Thomas Jefferson University Hospital in Philadelphia and the Kimmel Cancer Center at Jefferson are among the first centers in the nation to study the effect of incorporating a new technology – cone beam CT – into a source of radiation, namely a linear accelerator, in an attempt to find an answer to this vexing problem.
The technology creates three-dimensional axial CT slices of a patient’s tumor, enabling therapists and doctors to compare these images with initial treatment planning images to determine how precisely focused the radiation set-up is. They can then make position adjustments if necessary to deliver a more targeted therapy to the patient. The hope is that this technology will lead to more highly customized radiation treatments, where higher doses are directed at the tumor while sparing the patient’s normal body structures.
“Right now, cone beam is used as one additional means of verifying the accuracy of the radiation treatments that we deliver,” says Mitchell Machtay, M.D., the Walter J. Curran Jr., M.D., associate professor of radiation oncology at Jefferson Medical College of Thomas Jefferson University and vice chair of the Department of Radiation Oncology. Traditionally, patients are positioned for their daily radiation treatment by making marks on their skin, based on earlier tests, Dr. Machtay explains. “Once that is done, unless dramatic changes are seen, it’s hoped that those marks will hold up for two or three or six weeks of radiation and that the treatment will be given accurately.
“Ultimately, we believe that cone beam will lead to more highly customized radiation treatments, such as higher doses to the gross tumor and lower doses to normal structures within the body,” explains Dr. Machtay, who specializes in treating head and neck cancers. He notes that this is particularly important for tumors of the head and neck, “where tumors and critical normal structures are tightly packed next to one another.”
Richard Valicenti, M.D., associate professor of radiation oncology at Jefferson Medical College, uses cone beam CT for treatment planning for prostate cancer patients. “We’ve never had a way to directly visualize a target for radiation therapy before,” he notes.
“Cone beam is a potential paradigm shift in checking the accuracy of a treatment,” adds Dr. Machtay.
Jefferson is the most experienced center in the Delaware Valley in using the technology, notes Walter J. Curran Jr., M.D., professor and chair of radiation oncology at Jefferson Medical College and clinical director of Jefferson’s Kimmel Cancer Center.
In cone beam, the CT scanner is attached to a radiation delivery machine. Prior to the actual treatment, a set of 3-dimensional CT scan images is obtained. This is compared to the conventional CT scan that was used for planning the patient’s radiation treatment. If there are any differences in the patient’s current position, this is corrected before treatment is actually given
“Positioning no longer depends on the road map marks on the skin,” says Dr. Machtay. “With cone beam, we are actually looking at a CT scan of the inside of the patient to see if he or she is lined up properly and if there’s been a change in the size or shape of the individual.
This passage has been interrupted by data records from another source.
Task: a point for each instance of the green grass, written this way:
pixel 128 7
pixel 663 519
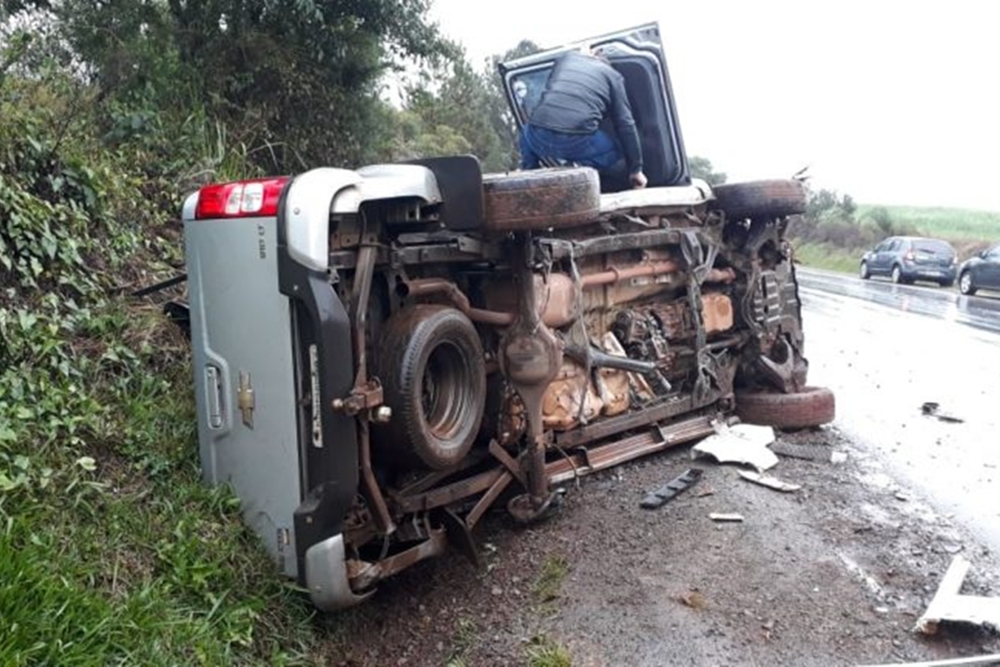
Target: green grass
pixel 112 550
pixel 548 586
pixel 948 223
pixel 829 257
pixel 543 651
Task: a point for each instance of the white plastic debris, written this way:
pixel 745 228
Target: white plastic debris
pixel 949 605
pixel 769 481
pixel 742 443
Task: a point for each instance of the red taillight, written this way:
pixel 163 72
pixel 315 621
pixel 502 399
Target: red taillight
pixel 257 197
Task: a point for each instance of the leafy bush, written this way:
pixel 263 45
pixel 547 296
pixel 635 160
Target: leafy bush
pixel 111 549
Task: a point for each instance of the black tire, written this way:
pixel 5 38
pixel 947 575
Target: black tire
pixel 541 199
pixel 761 199
pixel 965 284
pixel 433 377
pixel 813 406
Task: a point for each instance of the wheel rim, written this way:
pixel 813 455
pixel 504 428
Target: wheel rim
pixel 445 394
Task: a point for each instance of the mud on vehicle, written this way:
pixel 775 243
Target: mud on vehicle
pixel 382 355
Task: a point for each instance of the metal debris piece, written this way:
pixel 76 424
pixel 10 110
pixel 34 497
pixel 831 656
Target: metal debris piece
pixel 769 481
pixel 949 605
pixel 670 490
pixel 948 662
pixel 933 409
pixel 819 453
pixel 693 599
pixel 742 443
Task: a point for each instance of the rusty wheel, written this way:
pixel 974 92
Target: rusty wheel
pixel 431 366
pixel 761 199
pixel 812 406
pixel 541 199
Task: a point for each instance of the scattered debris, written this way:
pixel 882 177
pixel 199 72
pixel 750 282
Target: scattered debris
pixel 670 490
pixel 808 452
pixel 869 581
pixel 932 409
pixel 693 599
pixel 769 481
pixel 742 443
pixel 949 662
pixel 949 605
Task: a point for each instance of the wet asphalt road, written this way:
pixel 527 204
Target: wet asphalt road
pixel 887 349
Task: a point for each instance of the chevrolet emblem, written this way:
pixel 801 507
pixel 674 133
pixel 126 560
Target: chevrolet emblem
pixel 245 399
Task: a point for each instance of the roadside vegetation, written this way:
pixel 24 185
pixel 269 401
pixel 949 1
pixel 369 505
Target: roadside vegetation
pixel 835 231
pixel 112 551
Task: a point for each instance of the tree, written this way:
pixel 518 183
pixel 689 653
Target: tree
pixel 297 78
pixel 702 168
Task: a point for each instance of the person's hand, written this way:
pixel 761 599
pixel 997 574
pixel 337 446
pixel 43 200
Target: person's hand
pixel 638 179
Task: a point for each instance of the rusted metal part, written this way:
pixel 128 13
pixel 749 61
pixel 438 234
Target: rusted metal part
pixel 531 357
pixel 601 359
pixel 570 398
pixel 448 494
pixel 717 311
pixel 426 286
pixel 363 574
pixel 562 249
pixel 609 427
pixel 435 477
pixel 614 275
pixel 365 397
pixel 488 499
pixel 364 390
pixel 505 459
pixel 541 199
pixel 557 293
pixel 591 460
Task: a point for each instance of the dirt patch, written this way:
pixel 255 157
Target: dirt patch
pixel 836 573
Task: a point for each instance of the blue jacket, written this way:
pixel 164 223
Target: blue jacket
pixel 582 90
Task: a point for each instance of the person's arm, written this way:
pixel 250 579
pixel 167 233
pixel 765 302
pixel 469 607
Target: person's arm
pixel 621 115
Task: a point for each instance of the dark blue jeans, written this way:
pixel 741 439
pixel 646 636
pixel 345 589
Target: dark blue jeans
pixel 597 150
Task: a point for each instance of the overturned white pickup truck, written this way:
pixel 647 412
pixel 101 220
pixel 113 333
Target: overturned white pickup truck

“We’re using it to collect quality assurance data, to see how much movement there is from the first day of treatment to every other day of treatment. We’re making the measurements and the adjustments necessary to hit the tumor.
“What we haven’t done yet is actually change the number of radiation treatments, the dosages of treatment or the size of the beams based on the CT scans,” he notes. In theory, cone beam is more accurate and the radiation beams can be more pinpointed, meaning less radiation exposure to the rest of the patient. That can mean fewer side effects, and perhaps a higher dose of radiation.
In treatment planning for head and neck cancer radiation therapy, Dr. Machtay explains that at least a 5 millimeter safety margin around the cancer is typical. “If this margin is reduced to 2.5 mm, and we think of it three-dimensionally, that’s a lot less area of radiation exposure.”
Cone beam can be applied to any cancer type. And while clinical trials using cone beam radiation are in the planning stages, says Dr. Machtay, “it’s something that we would consider state of the art but not yet standard of care.” The device is not yet approved by the FDA and currently is used on only about 25 percent of the patients receiving radiation therapy at Jefferson.